I wanted to tell you the story of one legendary stock of the 60’s, 70’s and 80’s: Teledyne.
I was not born then, or as my father likes to say, not even in the most audacious plans.
Let’s go back to Teledyne.
Through the leadership of its CEO: Henry Singleton, Teledyne started in 1960 as a start-up centred on the emerging field of micro-electronics and control systems.
They grew the business by acquisitions. At the end of their first year, they already had 400 employees!
Business expanded into aerospace (an emerging industry then).
An IPO followed in 1961 when sales were around $4.5m and net income $60k.
Over the next few years, aided by the growth of this industry and new acquisitions, Teledyne grew rapidly, entering the new fields of micro-waves and electrical products. At the end of 1964, the stock price had reached $15.
In 1965, the firm won its first defence contract and the shares jumped to $40. It moved into the field of optics, building the glass of the Apollo spaceships for instance.
Over the next years, Teledyne expanded into foreign countries such as Europe and new fields such as consumer products, high-fidelity speakers or oil drilling equipment… At the end of the decade, the group had acquired more than 150 firms and operated in 120 locations.
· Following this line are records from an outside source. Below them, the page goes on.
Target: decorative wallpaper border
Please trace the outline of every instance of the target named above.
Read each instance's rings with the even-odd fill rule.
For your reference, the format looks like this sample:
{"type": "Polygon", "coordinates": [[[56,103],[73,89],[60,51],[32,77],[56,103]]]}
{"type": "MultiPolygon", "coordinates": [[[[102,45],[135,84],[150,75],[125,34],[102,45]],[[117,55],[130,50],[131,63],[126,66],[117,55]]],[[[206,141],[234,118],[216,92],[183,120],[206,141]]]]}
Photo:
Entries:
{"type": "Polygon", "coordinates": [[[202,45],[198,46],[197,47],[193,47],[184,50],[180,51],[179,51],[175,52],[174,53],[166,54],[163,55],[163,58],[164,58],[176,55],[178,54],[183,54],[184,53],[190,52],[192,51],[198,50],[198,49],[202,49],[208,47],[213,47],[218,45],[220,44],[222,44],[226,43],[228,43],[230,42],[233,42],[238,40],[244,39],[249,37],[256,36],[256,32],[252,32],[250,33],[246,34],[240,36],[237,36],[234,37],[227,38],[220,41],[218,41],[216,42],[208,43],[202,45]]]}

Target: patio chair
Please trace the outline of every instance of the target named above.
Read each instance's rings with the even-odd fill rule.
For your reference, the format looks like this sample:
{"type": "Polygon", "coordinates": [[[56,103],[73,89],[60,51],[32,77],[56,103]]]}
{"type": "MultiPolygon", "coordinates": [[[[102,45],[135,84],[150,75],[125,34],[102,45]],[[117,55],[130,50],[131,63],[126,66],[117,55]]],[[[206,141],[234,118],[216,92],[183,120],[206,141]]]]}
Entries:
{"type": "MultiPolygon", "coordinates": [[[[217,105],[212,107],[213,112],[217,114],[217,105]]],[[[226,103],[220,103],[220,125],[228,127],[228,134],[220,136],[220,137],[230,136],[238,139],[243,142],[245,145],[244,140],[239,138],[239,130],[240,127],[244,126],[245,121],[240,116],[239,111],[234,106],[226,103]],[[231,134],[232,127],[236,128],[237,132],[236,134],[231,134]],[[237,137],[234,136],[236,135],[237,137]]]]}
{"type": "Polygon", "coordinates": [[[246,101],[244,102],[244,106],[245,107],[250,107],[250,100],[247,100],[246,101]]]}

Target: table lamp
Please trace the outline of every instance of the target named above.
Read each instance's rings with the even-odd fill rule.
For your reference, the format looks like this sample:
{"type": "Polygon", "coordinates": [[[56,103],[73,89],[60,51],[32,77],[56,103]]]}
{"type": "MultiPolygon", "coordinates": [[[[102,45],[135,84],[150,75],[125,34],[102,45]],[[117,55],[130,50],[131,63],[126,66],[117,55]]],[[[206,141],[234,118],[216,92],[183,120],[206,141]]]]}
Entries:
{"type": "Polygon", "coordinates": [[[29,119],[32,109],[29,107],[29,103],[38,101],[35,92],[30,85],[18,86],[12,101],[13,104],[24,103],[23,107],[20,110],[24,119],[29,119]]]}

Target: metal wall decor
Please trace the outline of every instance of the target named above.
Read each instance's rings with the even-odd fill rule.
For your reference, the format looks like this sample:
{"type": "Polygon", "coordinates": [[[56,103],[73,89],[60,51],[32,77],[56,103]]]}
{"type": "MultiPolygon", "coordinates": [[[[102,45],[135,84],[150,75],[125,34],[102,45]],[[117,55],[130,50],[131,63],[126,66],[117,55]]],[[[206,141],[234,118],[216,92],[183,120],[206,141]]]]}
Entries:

In 1969, sales were $2.7bn (remember, these are 1969 dollars), a massive number for those times.
2 stock splits followed and as Teledyne entered the 1970’s, its stock price was then a healthy $40. New sectors were entered such as consumer finance or insurance businesses.
The conglomerate structure was formally created, with different groups being allocated capital when returns where deemed attractive and other groups sold or deprived of fresh funds when returns were thought too low.
Hang on, it gets better…
In the bear market of the 1970’s – which was not a bear market because price dropped but rather because inflation was so high and prices of equities stagnated (you would have lost money in real terms), their share price went from $40 to $8.
The management of Teledyne did not bail: they kept investing and bought back shares massively, from $8 to $40. Buying back shares was unprecedented at the time, people thought Singleton was crazy!
At the end of the 70’s, the share price rose to $175, a more than 4x growth. Nice!
The peak for Teledyne was reached in the 80’s when the share price reached an all-time-high for the stock market of $388.
Singleton then retired in 1986 from his CEO position and 1991 as chairman. The 80’s signalled the end of conglomerates as investors chose to favour companies focusing on their “core business”.
From more than 150 companies in the portfolio at the peak, Teledyne reduced this number to around 18 by the start of the 1990’s. Several operational mishaps in defence contracts led to costly settlements with the US government and contributed to Teledyne not being able to reinvest as much as before into profitable ventures. The company sold businesses and broke itself in several parts to fend off predators.
A Teledyne Technologies company still exists but the biggest portion of the old Teledyne still lives within Allegheny Technologies. Its spirit survives: Allegheny share price rose 50x from the depth of the 2000-2003 bear market towards the peak of the 2003-7 bull market.
Still there? 🙂
Why this long story?
Have you noticed the factors of success for Teledyne?
– Proven manager allocating capital to various parts of the conglomerate
– Allocating capital where returns are attractive
– Diversification of the portfolio all along the history: from new industries to new geographies, never being hostage to one bet
– No panic in the bear market: they stayed invested, did not sell businesses at a low price AND they even doubled up by buying back shares.
And some reasons of the demise:
– Just one decision maker (he also bore a name which matched, didn’t you notice?)
– Concentrating the portfolio resulting in a few bets that turned awry
– Ignoring the old factors of success for the new shiny fashion of the day
The Teledyne corporation was run following some basic principle of sound fund management. It stopped being successful when it became reckless.